I've tried it all - double stick tape, hot glue, measurement offsets, screwing the front onto the box in the case with shims, etc. We found drawer front/box offset jigs really make the time fly. But they work best with standardization. How many jobs does your job do a week off of prints?
From contributor M:
Interesting that only two of us use the drawer front adjusters that go in a blind hole on the drawer front backs. I have used a lot of methods including double sided tape but I like the adjusters best. For most drawer face sizes I use just two of them. Boring the holes is quick and pounding them in is even quicker. The rest is done with an adjustable square and an awl to mark the drawer box for boring the two holes for machine screws. On most drawer fronts, the combination of the two drawer front adjusters and the drawer pull screws are enough to hold them fast. On finger pull jobs, a couple of quick screws with finish washers locks them in place after adjusting and tightening.
From contributor G:
We've got to the point in the shop where we are just flat out bottlenecking if it is different than what we always do, and that is just the reason why we use our standard dimensions.

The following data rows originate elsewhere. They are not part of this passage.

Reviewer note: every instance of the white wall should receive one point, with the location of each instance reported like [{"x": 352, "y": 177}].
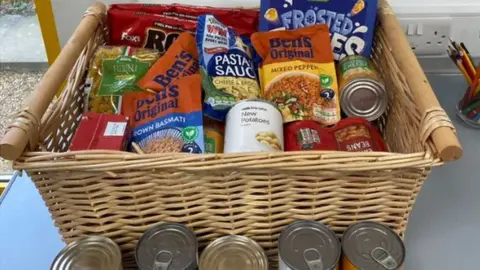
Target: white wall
[{"x": 68, "y": 13}]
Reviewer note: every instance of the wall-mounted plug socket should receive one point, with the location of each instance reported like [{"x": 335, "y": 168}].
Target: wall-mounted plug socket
[{"x": 427, "y": 35}]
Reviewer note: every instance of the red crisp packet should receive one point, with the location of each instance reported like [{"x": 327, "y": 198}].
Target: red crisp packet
[
  {"x": 146, "y": 30},
  {"x": 101, "y": 131}
]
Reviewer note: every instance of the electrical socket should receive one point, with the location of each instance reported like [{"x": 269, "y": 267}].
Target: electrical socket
[{"x": 427, "y": 35}]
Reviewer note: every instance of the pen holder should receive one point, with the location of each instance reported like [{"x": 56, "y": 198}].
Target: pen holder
[{"x": 468, "y": 109}]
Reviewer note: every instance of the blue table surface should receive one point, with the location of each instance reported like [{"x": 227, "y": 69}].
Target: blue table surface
[{"x": 442, "y": 233}]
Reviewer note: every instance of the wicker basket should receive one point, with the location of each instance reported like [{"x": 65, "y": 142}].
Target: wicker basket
[{"x": 120, "y": 194}]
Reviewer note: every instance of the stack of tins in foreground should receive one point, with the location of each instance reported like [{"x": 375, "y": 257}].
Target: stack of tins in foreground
[
  {"x": 167, "y": 246},
  {"x": 254, "y": 126},
  {"x": 92, "y": 252},
  {"x": 371, "y": 246},
  {"x": 233, "y": 252},
  {"x": 308, "y": 245}
]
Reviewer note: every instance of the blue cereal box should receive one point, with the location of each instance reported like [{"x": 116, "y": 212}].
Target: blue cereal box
[{"x": 351, "y": 22}]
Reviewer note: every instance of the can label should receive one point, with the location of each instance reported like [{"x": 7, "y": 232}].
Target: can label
[
  {"x": 356, "y": 66},
  {"x": 254, "y": 126},
  {"x": 347, "y": 265},
  {"x": 213, "y": 141},
  {"x": 283, "y": 266}
]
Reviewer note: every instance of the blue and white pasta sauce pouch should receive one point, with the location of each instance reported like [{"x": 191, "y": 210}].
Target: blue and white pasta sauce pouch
[
  {"x": 351, "y": 22},
  {"x": 229, "y": 73}
]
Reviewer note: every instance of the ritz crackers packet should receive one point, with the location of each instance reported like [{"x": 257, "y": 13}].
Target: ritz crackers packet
[{"x": 351, "y": 22}]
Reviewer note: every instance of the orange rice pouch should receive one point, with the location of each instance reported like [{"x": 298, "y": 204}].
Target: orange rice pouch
[
  {"x": 298, "y": 73},
  {"x": 179, "y": 61},
  {"x": 169, "y": 118}
]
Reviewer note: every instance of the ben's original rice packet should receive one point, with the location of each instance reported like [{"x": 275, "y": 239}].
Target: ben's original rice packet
[
  {"x": 170, "y": 120},
  {"x": 226, "y": 65},
  {"x": 298, "y": 73},
  {"x": 351, "y": 22}
]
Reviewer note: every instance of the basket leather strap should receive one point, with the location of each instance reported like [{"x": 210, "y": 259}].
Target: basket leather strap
[
  {"x": 385, "y": 8},
  {"x": 432, "y": 119},
  {"x": 97, "y": 13},
  {"x": 27, "y": 122}
]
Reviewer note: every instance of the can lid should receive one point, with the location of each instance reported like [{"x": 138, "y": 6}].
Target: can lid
[
  {"x": 233, "y": 252},
  {"x": 305, "y": 245},
  {"x": 256, "y": 100},
  {"x": 365, "y": 98},
  {"x": 91, "y": 252},
  {"x": 167, "y": 246},
  {"x": 372, "y": 246}
]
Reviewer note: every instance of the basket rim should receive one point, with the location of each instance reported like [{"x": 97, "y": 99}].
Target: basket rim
[{"x": 339, "y": 161}]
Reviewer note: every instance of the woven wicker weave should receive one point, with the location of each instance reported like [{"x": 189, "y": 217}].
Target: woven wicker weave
[{"x": 121, "y": 194}]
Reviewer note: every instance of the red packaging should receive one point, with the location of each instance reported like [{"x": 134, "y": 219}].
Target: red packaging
[
  {"x": 140, "y": 25},
  {"x": 352, "y": 134},
  {"x": 242, "y": 21},
  {"x": 140, "y": 29},
  {"x": 101, "y": 131},
  {"x": 307, "y": 135}
]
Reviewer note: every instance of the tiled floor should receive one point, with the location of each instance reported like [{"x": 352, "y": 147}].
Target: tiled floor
[
  {"x": 21, "y": 39},
  {"x": 22, "y": 55}
]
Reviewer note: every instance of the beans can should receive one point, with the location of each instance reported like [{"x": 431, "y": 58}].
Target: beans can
[
  {"x": 372, "y": 246},
  {"x": 306, "y": 245},
  {"x": 254, "y": 126},
  {"x": 233, "y": 252},
  {"x": 92, "y": 252},
  {"x": 214, "y": 133},
  {"x": 167, "y": 246},
  {"x": 362, "y": 91}
]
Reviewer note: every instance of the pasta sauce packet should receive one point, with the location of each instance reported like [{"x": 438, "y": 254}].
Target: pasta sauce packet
[
  {"x": 226, "y": 65},
  {"x": 298, "y": 73},
  {"x": 351, "y": 22},
  {"x": 170, "y": 120},
  {"x": 179, "y": 61}
]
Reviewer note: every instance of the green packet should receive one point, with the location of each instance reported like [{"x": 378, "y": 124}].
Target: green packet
[{"x": 121, "y": 72}]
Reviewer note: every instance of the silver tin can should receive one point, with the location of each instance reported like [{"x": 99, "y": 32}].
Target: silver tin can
[
  {"x": 306, "y": 245},
  {"x": 168, "y": 246},
  {"x": 362, "y": 92},
  {"x": 88, "y": 253},
  {"x": 372, "y": 246},
  {"x": 233, "y": 252},
  {"x": 254, "y": 126}
]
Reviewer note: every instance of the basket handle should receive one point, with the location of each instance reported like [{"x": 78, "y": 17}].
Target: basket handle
[
  {"x": 25, "y": 126},
  {"x": 435, "y": 123}
]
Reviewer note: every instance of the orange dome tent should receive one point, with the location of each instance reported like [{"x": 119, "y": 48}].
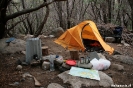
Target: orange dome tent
[{"x": 73, "y": 37}]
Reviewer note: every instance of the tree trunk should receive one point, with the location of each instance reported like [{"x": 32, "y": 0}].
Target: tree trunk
[
  {"x": 131, "y": 5},
  {"x": 3, "y": 6}
]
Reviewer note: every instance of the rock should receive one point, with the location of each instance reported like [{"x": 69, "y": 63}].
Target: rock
[
  {"x": 51, "y": 36},
  {"x": 24, "y": 63},
  {"x": 19, "y": 68},
  {"x": 125, "y": 44},
  {"x": 109, "y": 39},
  {"x": 57, "y": 32},
  {"x": 124, "y": 59},
  {"x": 28, "y": 36},
  {"x": 66, "y": 66},
  {"x": 77, "y": 82},
  {"x": 54, "y": 85},
  {"x": 101, "y": 56},
  {"x": 15, "y": 46},
  {"x": 117, "y": 67},
  {"x": 46, "y": 65}
]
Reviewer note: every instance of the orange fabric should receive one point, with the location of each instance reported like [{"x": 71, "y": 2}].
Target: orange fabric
[{"x": 72, "y": 38}]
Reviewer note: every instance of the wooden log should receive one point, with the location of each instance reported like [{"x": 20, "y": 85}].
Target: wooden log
[
  {"x": 45, "y": 51},
  {"x": 74, "y": 54}
]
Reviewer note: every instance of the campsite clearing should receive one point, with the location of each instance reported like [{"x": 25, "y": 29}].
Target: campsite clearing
[{"x": 9, "y": 75}]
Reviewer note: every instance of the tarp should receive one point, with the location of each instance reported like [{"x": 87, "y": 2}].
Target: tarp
[
  {"x": 85, "y": 73},
  {"x": 73, "y": 37}
]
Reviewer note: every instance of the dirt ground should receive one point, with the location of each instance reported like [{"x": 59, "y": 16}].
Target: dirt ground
[{"x": 9, "y": 75}]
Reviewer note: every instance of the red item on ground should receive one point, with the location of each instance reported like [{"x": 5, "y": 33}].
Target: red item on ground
[{"x": 71, "y": 62}]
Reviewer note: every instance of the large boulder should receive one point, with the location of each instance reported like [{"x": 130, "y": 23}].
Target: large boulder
[
  {"x": 77, "y": 82},
  {"x": 16, "y": 45},
  {"x": 57, "y": 32}
]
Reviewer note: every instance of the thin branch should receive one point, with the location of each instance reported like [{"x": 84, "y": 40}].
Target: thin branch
[
  {"x": 16, "y": 23},
  {"x": 43, "y": 22},
  {"x": 27, "y": 11}
]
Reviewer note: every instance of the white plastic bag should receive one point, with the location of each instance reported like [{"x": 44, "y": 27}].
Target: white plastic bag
[{"x": 100, "y": 64}]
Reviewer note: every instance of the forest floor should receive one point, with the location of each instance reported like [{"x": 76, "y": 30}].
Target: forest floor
[{"x": 9, "y": 75}]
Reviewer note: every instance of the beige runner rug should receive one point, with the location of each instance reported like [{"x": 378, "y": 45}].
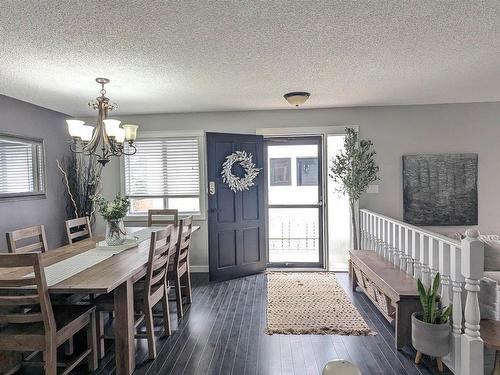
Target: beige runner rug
[{"x": 311, "y": 303}]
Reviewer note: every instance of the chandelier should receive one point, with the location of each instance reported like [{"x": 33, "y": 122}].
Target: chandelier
[{"x": 108, "y": 137}]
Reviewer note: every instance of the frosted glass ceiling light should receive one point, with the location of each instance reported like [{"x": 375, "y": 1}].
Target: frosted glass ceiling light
[{"x": 297, "y": 98}]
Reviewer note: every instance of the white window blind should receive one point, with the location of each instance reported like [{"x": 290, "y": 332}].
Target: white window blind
[
  {"x": 20, "y": 167},
  {"x": 163, "y": 168}
]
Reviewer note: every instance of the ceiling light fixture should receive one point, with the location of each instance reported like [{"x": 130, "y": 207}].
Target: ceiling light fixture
[
  {"x": 297, "y": 98},
  {"x": 108, "y": 137}
]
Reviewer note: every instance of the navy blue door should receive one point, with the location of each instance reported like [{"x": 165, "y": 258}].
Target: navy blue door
[{"x": 236, "y": 221}]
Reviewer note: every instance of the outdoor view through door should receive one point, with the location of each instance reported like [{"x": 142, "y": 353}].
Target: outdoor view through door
[{"x": 295, "y": 207}]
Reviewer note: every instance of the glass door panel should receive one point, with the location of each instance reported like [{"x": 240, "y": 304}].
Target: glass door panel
[{"x": 295, "y": 207}]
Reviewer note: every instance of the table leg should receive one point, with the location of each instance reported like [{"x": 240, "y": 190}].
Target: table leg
[
  {"x": 496, "y": 369},
  {"x": 124, "y": 323}
]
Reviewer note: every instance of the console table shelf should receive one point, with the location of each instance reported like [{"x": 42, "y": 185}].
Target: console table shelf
[{"x": 391, "y": 290}]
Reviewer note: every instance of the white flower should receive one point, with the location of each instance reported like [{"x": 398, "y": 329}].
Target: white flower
[{"x": 236, "y": 183}]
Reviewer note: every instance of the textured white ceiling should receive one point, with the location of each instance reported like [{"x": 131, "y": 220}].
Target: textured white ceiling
[{"x": 182, "y": 56}]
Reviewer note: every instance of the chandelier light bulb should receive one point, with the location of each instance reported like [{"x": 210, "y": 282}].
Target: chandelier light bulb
[{"x": 120, "y": 135}]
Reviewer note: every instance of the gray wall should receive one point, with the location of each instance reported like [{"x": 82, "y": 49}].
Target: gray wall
[
  {"x": 394, "y": 130},
  {"x": 26, "y": 119}
]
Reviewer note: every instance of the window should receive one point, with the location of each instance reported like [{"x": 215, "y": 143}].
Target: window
[
  {"x": 164, "y": 173},
  {"x": 21, "y": 167}
]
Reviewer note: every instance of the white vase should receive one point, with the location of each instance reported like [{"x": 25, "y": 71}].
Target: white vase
[{"x": 115, "y": 232}]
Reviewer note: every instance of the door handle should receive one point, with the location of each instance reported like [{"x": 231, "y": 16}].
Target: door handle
[{"x": 211, "y": 187}]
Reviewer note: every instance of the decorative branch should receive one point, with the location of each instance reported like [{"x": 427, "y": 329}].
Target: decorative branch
[{"x": 67, "y": 186}]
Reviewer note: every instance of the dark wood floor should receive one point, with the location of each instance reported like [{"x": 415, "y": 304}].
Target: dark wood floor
[{"x": 223, "y": 333}]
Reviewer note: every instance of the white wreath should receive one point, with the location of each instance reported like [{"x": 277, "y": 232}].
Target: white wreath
[{"x": 236, "y": 183}]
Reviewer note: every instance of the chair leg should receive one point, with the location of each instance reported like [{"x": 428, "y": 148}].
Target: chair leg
[
  {"x": 92, "y": 342},
  {"x": 178, "y": 296},
  {"x": 418, "y": 358},
  {"x": 166, "y": 314},
  {"x": 150, "y": 330},
  {"x": 50, "y": 359},
  {"x": 187, "y": 275},
  {"x": 101, "y": 350},
  {"x": 440, "y": 364},
  {"x": 69, "y": 347}
]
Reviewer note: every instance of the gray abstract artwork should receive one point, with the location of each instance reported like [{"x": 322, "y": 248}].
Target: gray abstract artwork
[{"x": 440, "y": 189}]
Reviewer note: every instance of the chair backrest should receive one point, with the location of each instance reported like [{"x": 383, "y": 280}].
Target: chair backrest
[
  {"x": 37, "y": 232},
  {"x": 163, "y": 217},
  {"x": 159, "y": 254},
  {"x": 31, "y": 303},
  {"x": 78, "y": 229},
  {"x": 183, "y": 242}
]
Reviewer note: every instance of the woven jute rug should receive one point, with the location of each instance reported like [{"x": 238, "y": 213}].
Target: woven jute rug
[{"x": 311, "y": 303}]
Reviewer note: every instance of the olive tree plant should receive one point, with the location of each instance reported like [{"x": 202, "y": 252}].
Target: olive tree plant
[{"x": 353, "y": 170}]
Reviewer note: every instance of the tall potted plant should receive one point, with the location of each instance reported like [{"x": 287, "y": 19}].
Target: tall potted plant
[
  {"x": 353, "y": 170},
  {"x": 113, "y": 212},
  {"x": 430, "y": 329}
]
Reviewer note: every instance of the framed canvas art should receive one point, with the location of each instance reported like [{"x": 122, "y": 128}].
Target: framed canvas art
[{"x": 440, "y": 189}]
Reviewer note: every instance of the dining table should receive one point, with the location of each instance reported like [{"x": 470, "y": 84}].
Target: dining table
[{"x": 114, "y": 274}]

I programmed the point-to-point to drill all guides to allow the assembler to flush ball bearing at the bottom of all drawer guides or to attach epoxy side mounts, no thought needed. Our drawer front jigs do the same. Drawer front adjuster screws are great, but we save them for inset doors
From contributor F:
To contributor M:
Blum makes 20mm dowel centers to put into the drilled adjuster holes. Drop them in, rough-set the front with spacers, give it a tap, drill the dimples for the machine screws. We put in tons of drawers like this before going to the 5/16" holes and washerhead screws.
From contributor N:
We use the 20mm pin marker that Contributor F just mentioned from
Blum. We bore two 20mm holes on a drill press into the back of the drawer face using a depth stop from Rockler to control depth. Starting from bottom drawer and a jig underneath to keep the bottom flush with the bottom of the cabinet, we hit the drawer front so that two registration marks are made and drill these and attach with 1" bolts. It’s very fast and greater adjustability.
From contributor O:
Here is an easy solution. Drop the wood drawers and use the Zargen drawers from Grass. Two minute assembly or less, maybe the same for material processing and zero adjustment needed, just slide them in and go on to another project. Side to side adjustment and up and down if the carcass isn't perfect, or the doors are off a bit. Plus, no warped wood drawers that don't look good until they are loaded with some weight and no callbacks ever on these drawers. No finishing either.
From contributor P:
While drawer front adjusters have been mentioned, nobody has mentioned boring the drawer box face, for the adjuster screws, prior to assembling the drawer box. Since the OP is using 32mm, those (5/20mm) holes are some increment of 32mm apart and the same distance (+/- increments of 32mm) from the top/bottom of all drawer boxes and faces (since those are also sized in increments of 32mm). With accuracy of construction, it’s very seldom that you need to break the tabs that keep the plate in the adjuster centered.